Deep guide · India
Lumpsum calculator — one-time investment growth
Deploy ₹71,00,000 once at 14% a year for 2 years, and this illustration lands near ₹92,27,160 — about ₹21,27,160 in growth on top of principal. Weigh that against drip-feeding the same capacity through monthly SIPs when you think about timing risk.
A lumpsum puts every rupee to work from day one — strong when you accept today’s entry level and can stay long; harder when you prefer to average in. The math here uses one annual compounding step for clarity; it is not a scheme document.
What follows: your baseline, tenure and principal grids, return sensitivity, and a SIP contrast. Market-linked funds do not promise the assumed rate.
How this lumpsum growth model works
We apply the stated annual return once per year to the running balance — a simple compounding loop that separates principal, accumulated interest, and maturity. Real mutual funds mark to market daily; this model smooths returns into one annual step so you can compare scenarios quickly.
Calculation breakdown
- Principal: ₹71,00,000
- Estimated interest: ₹21,27,160
- Estimated maturity: ₹92,27,160
Scenario comparison
Different tenures
| Years | Interest | Maturity |
|---|---|---|
| 5 | ₹65,70,444 | ₹1,36,70,444 |
| 10 | ₹1,92,21,271 | ₹2,63,21,271 |
| 15 | ₹4,35,79,360 | ₹5,06,79,360 |
| 20 | ₹9,04,78,778 | ₹9,75,78,778 |
Different principal amounts (±15–25%)
| Scenario | Principal | Interest | Maturity |
|---|---|---|---|
| -25% vs base | ₹53,25,000 | ₹15,95,370 | ₹69,20,370 |
| -15% vs base | ₹60,35,000 | ₹18,08,086 | ₹78,43,086 |
| 15% vs base | ₹81,65,000 | ₹24,46,234 | ₹1,06,11,234 |
| 25% vs base | ₹88,75,000 | ₹26,58,950 | ₹1,15,33,950 |
Different return assumptions (same P and tenure)
| Scenario | Rate | Interest | Maturity |
|---|---|---|---|
| -25% vs base | 10.5% | ₹15,69,278 | ₹86,69,278 |
| -15% vs base | 11.9% | ₹17,90,343 | ₹88,90,343 |
| Base rate | 14% | ₹21,27,160 | ₹92,27,160 |
| 15% vs base | 16.1% | ₹24,70,239 | ₹95,70,239 |
| 25% vs base | 17.5% | ₹27,02,438 | ₹98,02,438 |
Comparison: lumpsum vs SIP (illustrative)
For perspective, an illustrative SIP of ₹2,95,833 per month at 12% for 2 years could land near ₹80,59,437 — different risk/return path than a one-time lumpsum; not a recommendation.
Lumpsum vs SIP is not a moral choice — it is a cash-flow and risk trade-off. If you already hold a large corpus, lumpsum deployment may be appropriate; if you are early in your career, SIPs can enforce discipline. Use both calculators on EasyCal to stress-test assumptions.
Frequently asked questions
- What is the future value of ₹71,00,000 at 14% for 2 years?

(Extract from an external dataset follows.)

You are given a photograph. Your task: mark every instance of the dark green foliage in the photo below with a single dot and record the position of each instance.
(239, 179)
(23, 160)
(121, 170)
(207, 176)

- Under annual compounding (illustrative), maturity is about ₹92,27,160 with interest near ₹21,27,160. Actual mutual fund lumpsum returns are not guaranteed.
- Lumpsum vs SIP — which is better?
- Lumpsum deploys capital immediately; SIP spreads entries over time. Risk/return profiles differ — use both calculators for perspective.
- Is this mutual fund lumpsum calculator India specific?
- It uses rupee amounts and common search intent for Indian investors; returns are illustrative, not a fund quote.
- Does this include tax?
- No — capital gains tax rules vary by asset and holding period.
- Can I change the return assumption?
- Yes — rerun with a lower rate for conservative planning.
- Where can I explore more scenarios?
- Use the internal links below for nearby principals, tenures, and rates.
Internal linking — related lumpsum calculator pages
Explore nearby scenarios on EasyCal — each link opens a calculator page with matching inputs (programmatic SEO).
- Lumpsum — 72 lakh · 2 years @ 14%
- Lumpsum — 73 lakh · 2 years @ 14%
- Lumpsum — 76 lakh · 2 years @ 14%
- Lumpsum — 81 lakh · 2 years @ 14%
- Lumpsum — 70 lakh · 2 years @ 14%
- Lumpsum — 69 lakh · 2 years @ 14%
- Lumpsum — 66 lakh · 2 years @ 14%
- Lumpsum — 86 lakh · 2 years @ 14%
- Lumpsum — 61 lakh · 2 years @ 14%
- Lumpsum — 71 lakh · 4 years @ 14%
Illustrative compounding only — not investment advice.